Conversely, the inference process is dynamic; it occurs in real time based on the user's prompt. Before calling the LLM, the prompt must be enriched with any additional or updated information, leveraging specific prompting techniques, as we will learn in the book. Essentially, we need to equip the LLM with additional mechanisms, devices, and customization to be able to interact with all the knowledge it needs, integrating its pre-trained knowledge with whatever else it needs.

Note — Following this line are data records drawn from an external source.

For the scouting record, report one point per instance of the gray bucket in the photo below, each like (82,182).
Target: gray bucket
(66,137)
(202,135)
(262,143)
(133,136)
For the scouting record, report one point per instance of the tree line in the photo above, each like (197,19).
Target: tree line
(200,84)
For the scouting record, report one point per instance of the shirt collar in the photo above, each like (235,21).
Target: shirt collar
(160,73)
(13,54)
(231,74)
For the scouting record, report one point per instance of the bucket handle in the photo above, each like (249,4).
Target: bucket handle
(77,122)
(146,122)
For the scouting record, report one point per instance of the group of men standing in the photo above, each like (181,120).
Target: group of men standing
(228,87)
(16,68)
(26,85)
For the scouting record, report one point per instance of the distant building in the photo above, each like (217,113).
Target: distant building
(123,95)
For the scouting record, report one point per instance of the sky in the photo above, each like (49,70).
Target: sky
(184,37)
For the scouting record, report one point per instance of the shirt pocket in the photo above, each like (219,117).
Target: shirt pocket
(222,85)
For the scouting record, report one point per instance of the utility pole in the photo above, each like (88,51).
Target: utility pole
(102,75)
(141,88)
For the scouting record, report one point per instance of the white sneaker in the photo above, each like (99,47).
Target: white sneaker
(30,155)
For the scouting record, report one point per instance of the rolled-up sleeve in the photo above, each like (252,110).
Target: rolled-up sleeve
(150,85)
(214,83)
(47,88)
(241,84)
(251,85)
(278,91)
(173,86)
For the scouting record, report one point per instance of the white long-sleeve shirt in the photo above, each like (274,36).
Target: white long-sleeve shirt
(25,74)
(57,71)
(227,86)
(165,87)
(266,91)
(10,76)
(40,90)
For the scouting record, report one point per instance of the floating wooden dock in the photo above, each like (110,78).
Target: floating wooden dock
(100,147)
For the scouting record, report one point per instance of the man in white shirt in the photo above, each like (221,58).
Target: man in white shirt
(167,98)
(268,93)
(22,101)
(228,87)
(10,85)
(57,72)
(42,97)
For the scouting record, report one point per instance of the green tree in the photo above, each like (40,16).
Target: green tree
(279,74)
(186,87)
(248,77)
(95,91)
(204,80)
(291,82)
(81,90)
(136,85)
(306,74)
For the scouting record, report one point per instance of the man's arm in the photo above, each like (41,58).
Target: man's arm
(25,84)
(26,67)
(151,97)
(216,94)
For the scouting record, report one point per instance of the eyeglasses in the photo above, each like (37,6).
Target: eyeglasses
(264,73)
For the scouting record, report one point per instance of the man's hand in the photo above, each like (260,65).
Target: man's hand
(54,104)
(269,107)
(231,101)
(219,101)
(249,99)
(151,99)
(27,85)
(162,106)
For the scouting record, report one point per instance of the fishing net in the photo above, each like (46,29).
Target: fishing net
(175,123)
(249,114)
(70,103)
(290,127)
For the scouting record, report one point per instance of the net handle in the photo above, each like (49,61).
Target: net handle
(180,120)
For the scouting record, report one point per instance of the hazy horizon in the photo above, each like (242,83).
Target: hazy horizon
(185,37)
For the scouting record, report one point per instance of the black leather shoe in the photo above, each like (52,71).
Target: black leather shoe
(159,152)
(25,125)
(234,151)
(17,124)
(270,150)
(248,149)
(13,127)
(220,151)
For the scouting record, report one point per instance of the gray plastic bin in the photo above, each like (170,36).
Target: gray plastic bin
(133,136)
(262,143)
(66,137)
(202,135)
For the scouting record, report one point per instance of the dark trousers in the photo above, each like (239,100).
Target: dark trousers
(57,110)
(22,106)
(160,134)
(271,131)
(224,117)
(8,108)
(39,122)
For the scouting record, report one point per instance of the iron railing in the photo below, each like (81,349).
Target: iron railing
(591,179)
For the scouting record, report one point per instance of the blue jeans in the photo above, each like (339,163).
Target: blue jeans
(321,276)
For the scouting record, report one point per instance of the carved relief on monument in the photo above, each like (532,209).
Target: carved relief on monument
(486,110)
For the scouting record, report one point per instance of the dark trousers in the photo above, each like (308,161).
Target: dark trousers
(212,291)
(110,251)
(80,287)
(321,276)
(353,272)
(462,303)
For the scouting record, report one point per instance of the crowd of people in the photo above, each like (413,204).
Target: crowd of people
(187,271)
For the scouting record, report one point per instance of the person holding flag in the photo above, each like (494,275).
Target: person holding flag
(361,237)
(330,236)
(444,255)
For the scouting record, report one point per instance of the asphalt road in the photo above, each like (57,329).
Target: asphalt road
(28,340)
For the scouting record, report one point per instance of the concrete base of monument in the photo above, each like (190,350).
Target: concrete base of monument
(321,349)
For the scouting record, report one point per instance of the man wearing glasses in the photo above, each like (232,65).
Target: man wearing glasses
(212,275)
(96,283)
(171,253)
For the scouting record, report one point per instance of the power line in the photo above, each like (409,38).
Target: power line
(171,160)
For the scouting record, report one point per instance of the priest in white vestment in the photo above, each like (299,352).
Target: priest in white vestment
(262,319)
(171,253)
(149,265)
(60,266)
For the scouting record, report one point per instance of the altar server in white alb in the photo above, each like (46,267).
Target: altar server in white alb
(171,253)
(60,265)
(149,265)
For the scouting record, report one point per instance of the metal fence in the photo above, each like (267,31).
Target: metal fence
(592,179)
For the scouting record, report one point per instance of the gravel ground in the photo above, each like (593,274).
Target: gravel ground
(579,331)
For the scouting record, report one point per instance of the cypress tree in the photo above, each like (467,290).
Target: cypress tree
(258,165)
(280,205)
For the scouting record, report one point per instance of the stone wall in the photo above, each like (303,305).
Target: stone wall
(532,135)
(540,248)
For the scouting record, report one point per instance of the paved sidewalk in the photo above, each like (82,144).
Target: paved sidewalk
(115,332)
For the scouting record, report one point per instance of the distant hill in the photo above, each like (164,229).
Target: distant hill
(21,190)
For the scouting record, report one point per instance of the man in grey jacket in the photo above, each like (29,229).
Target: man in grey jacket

Another important consideration is the concept of fine-tuning, which allows us to enhance or specialize a pre-trained model. Fine-tuning involves taking a pre-trained neural network like our GPT-3 and conducting additional learning passes with new, specific, or more relevant data. This process can yield multiple benefits: it can make the LLM more adept at specific tasks by tailoring it to particular sets of instructions, or it can integrate specialized knowledge from domains that were underrepresented in the initial training data, such as a specific branch of medicine. Additionally, fine-tuning can improve the model's ability to maintain dialogues with humans, as demonstrated by ChatGPT, which fine-tuned GPT-3 for better conversational capabilities. This fine-tuning process follows a typical supervised learning approach. The model is provided with numerous prompts and the desired completions, so that it can learn by those given examples. The neural network adjusts its parameters to converge towards the desired completions through backpropagation-like learning passes, enhancing its performance and applicability.

Summary

GenAI programming is fundamentally different from traditional coding, requiring us to handle non-deterministic outputs and natural-language inputs.
Building real-world GenAI applications involves orchestrating multiple supporting components (like memory management and updated knowledge retrieval) around the core LLM.
Transformer models, like GPT-3, generate text one token at a time by leveraging embeddings, huge neural networks, and massive pre-training.
LLMs have fixed, pre-trained knowledge and are stateless by default, but we can work around these limits with fine-tuning and additional architectural elements.

Guided notes

To understand how transformers really work, I recommend: Tsourakis, Nikos. Machine Learning Techniques for Text: Apply modern techniques with Python for text processing, dimensionality reduction, classification, and evaluation. Packt Publishing Ltd, 2022.
To learn more about how GPT-3 works and was trainerd, you can read the OpenAI paper published at its launch: Brown, Tom, et al. "Language models are few-shot learners." Advances in neural information processing systems 33 (2020): 1877-1901.